A COMPARATIVE STUDY OF HYPERON EQUATIONS OF STATE IN SUPERNOVA SIMULATIONS

A comparative study of the. hyperon equations of state of Banik, Hempel and Banyopadhyay (BHB), Banik et al., and Shen et al. (denoted as HShen Lambda) for core-collapse supernova (CCSN) simulations is carried out in this work. The dynamical evolution of a protoneutron star (PNS) into a black hole is investigated in CCSN simulations in the general relativistic one-dimensional code using the BHB Lambda phi and HShen Lambda equation of state (EOS) tables and different progenitor models from Woosley & Heger. Radial profiles of the mass fractions of baryons, the density, as well as the temperature in the PNS at different moments in time, are compared for both EOS tables.
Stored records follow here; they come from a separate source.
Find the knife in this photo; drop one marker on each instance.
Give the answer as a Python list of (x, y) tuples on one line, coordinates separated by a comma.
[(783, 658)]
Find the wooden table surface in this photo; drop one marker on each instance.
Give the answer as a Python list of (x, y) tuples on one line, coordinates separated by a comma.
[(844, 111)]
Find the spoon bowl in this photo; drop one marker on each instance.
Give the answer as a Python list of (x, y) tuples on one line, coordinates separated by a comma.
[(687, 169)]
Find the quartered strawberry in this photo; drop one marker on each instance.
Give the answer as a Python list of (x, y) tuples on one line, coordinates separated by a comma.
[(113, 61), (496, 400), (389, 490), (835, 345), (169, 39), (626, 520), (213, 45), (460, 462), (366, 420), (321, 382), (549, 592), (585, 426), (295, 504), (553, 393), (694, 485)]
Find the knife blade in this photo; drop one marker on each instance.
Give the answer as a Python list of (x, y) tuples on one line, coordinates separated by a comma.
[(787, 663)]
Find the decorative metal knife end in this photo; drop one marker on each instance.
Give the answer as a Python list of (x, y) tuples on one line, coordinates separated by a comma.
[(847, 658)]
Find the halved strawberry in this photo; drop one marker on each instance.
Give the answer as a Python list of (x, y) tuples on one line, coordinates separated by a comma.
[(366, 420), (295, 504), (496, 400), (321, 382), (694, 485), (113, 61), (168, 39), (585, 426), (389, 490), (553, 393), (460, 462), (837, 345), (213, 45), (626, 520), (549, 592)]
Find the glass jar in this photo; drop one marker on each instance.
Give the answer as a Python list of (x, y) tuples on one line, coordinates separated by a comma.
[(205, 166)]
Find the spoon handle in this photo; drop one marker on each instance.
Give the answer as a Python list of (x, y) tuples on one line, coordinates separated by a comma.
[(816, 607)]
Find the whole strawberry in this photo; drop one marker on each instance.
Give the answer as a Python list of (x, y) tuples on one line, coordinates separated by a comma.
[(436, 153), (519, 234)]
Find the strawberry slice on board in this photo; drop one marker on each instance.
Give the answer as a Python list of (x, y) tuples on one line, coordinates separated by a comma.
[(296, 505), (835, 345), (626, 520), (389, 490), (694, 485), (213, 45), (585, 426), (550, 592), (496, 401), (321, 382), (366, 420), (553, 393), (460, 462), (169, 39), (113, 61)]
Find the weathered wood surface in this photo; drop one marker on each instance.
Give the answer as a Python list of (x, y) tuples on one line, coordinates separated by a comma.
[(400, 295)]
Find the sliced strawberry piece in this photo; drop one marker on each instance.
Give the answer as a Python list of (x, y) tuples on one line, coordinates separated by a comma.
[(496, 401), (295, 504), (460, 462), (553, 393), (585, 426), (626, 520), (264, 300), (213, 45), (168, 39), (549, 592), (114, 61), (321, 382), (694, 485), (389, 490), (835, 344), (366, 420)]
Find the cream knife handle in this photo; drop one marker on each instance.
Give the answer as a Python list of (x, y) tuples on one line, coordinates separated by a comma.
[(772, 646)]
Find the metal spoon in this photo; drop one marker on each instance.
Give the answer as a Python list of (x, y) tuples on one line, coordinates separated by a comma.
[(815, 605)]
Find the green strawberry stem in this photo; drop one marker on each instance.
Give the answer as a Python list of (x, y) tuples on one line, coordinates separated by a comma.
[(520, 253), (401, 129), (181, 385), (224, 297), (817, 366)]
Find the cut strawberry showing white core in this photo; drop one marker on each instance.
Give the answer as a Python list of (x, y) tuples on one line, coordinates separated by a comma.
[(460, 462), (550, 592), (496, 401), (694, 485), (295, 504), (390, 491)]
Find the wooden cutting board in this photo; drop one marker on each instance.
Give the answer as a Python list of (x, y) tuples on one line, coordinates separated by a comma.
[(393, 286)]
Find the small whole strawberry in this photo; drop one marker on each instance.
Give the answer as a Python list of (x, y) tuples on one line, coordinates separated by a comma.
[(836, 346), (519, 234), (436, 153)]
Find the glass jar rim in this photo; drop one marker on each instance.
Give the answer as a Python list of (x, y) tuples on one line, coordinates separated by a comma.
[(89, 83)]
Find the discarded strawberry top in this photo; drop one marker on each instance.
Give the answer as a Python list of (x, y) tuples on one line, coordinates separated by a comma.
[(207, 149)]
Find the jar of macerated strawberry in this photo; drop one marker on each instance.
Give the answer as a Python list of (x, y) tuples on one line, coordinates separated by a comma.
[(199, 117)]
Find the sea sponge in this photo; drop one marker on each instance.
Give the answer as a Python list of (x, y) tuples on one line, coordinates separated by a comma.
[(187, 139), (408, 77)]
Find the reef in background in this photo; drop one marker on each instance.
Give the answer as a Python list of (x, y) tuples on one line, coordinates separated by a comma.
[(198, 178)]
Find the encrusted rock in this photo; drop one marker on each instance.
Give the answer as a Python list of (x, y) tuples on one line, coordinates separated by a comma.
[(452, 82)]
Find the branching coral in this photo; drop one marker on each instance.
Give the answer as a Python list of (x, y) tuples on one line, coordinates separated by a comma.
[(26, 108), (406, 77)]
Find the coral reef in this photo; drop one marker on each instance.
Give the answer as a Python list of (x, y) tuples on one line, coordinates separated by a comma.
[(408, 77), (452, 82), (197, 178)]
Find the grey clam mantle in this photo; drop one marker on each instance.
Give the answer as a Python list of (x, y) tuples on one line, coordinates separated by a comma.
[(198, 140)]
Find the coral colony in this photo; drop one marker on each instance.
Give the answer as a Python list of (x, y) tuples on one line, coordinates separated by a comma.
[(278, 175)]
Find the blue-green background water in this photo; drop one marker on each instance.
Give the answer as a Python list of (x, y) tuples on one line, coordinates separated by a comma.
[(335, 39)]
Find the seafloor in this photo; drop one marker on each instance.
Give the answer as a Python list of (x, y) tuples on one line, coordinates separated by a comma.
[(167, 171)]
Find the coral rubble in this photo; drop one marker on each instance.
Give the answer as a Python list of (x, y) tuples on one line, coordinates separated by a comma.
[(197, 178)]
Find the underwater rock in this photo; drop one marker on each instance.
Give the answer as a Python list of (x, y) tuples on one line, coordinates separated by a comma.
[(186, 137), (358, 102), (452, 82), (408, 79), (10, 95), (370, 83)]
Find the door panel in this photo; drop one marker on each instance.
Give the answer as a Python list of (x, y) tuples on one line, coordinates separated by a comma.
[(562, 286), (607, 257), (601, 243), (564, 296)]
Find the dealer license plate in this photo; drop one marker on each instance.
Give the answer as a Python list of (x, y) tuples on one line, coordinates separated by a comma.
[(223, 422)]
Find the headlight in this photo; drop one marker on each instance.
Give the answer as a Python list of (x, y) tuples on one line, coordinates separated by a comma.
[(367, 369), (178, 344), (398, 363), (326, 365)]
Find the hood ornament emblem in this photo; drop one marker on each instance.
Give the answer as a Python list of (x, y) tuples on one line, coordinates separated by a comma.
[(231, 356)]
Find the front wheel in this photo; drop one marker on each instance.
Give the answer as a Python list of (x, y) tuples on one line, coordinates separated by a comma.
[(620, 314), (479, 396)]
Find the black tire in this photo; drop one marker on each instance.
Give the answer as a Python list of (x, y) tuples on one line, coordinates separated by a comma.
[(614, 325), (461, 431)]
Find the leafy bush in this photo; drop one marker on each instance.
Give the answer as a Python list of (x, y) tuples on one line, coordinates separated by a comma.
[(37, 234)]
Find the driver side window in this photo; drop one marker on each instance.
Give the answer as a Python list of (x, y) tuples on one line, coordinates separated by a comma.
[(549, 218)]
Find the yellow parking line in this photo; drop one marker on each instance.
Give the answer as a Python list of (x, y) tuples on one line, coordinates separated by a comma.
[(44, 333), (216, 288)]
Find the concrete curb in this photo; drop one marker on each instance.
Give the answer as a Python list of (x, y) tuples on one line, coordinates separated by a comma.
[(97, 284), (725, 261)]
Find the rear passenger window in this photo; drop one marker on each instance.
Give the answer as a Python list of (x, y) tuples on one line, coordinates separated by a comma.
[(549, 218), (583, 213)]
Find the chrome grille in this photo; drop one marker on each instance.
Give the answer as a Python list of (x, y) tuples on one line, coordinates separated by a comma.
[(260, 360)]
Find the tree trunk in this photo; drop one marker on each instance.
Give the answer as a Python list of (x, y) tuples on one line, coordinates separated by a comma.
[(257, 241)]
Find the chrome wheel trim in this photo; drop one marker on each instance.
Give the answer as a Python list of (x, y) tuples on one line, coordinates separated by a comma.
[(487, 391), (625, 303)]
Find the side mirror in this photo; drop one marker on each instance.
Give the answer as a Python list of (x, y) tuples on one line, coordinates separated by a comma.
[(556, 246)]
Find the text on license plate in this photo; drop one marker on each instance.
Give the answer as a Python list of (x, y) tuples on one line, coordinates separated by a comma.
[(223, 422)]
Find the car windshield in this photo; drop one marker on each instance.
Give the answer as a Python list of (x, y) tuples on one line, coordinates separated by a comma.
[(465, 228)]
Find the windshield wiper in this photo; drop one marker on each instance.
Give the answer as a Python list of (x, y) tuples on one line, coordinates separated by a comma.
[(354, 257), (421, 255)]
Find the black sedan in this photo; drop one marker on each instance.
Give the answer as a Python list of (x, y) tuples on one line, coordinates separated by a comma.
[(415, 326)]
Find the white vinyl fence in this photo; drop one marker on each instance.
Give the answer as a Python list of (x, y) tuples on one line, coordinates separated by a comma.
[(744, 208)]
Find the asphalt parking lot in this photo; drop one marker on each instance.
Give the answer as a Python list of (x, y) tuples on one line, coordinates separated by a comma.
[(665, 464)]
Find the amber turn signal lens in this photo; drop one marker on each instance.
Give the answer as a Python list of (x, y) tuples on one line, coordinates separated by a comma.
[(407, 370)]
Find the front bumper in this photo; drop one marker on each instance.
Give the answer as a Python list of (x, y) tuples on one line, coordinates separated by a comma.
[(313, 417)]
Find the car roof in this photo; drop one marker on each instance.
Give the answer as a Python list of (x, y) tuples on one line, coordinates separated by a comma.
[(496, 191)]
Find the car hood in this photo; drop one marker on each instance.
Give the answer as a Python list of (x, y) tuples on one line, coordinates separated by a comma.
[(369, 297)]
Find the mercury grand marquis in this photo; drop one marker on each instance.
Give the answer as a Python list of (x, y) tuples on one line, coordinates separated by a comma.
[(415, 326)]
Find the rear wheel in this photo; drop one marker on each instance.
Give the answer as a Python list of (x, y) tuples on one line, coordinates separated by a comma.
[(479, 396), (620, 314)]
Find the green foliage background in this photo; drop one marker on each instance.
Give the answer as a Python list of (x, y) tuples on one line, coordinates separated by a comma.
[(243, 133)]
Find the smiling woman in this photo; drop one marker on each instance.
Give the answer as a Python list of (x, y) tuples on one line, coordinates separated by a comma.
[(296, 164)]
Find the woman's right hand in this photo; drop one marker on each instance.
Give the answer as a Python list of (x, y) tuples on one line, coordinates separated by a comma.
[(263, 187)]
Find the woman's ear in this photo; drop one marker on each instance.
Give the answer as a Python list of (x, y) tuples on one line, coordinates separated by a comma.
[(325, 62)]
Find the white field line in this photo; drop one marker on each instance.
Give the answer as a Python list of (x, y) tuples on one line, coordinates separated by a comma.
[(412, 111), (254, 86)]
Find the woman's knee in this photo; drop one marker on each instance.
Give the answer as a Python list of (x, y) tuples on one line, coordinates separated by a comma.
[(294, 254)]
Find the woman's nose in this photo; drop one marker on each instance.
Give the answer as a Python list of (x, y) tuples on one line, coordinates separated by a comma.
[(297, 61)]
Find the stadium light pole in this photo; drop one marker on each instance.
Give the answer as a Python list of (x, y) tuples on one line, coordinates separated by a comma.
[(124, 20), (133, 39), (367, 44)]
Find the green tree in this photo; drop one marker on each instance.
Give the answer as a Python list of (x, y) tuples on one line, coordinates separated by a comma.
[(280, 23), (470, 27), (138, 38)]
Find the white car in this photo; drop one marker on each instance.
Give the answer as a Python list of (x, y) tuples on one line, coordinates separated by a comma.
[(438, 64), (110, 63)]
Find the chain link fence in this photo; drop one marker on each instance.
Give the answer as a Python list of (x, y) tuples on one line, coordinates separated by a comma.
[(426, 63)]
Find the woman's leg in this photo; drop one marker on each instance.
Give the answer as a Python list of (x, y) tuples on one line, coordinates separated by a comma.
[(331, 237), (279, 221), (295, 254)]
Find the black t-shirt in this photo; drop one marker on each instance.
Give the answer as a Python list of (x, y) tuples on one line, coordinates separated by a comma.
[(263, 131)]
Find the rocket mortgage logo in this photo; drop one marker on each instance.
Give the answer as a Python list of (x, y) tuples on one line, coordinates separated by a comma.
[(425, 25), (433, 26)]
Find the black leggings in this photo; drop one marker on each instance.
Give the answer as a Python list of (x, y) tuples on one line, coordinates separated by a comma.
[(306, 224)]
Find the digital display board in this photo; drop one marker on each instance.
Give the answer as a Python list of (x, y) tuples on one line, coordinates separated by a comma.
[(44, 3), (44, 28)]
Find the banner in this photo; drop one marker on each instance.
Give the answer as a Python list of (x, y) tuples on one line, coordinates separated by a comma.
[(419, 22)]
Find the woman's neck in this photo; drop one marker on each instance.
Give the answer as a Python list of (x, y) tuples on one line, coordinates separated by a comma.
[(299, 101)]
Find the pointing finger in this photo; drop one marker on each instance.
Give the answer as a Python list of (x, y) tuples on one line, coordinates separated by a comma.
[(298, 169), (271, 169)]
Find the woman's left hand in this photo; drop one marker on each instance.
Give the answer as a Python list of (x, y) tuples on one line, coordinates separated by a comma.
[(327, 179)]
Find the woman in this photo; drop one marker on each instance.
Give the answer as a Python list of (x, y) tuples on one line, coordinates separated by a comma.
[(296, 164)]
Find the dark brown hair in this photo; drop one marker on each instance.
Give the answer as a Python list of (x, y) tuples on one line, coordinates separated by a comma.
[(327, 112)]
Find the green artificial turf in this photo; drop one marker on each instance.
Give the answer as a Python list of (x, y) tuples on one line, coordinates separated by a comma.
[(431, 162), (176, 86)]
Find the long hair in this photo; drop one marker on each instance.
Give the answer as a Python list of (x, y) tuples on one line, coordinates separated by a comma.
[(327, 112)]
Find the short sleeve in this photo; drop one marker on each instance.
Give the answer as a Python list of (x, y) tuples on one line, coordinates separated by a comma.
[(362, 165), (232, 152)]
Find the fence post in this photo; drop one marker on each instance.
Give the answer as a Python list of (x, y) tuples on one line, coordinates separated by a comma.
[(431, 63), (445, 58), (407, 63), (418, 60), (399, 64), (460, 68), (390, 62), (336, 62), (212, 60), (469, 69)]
The behavior of the central density of the PNS with time is demonstrated for these two Lambda hyperon EOS tables and compared with their corresponding nuclear EOS tables. It is observed that the black hole formation time is higher in the BHB Lambda phi case than in the HShen Lambda EOS case for the entire set of progenitor models adopted here, because the repulsive Lambda-Lambda interaction makes the BHB Lambda phi EOS stiffer. Neutrino emission with the Lambda hyperon EOS ceases earlier than that of its nuclear counterpart. The long-duration evolution of the shock radius and the gravitational mass of the PNS after a successful supernova explosion with enhanced neutrino heating are studied with the BHB Lambda phi EOS and s20WH07 progenitor model. The PNS is found to remain stable for 4 s and might evolve into a cold neutron star.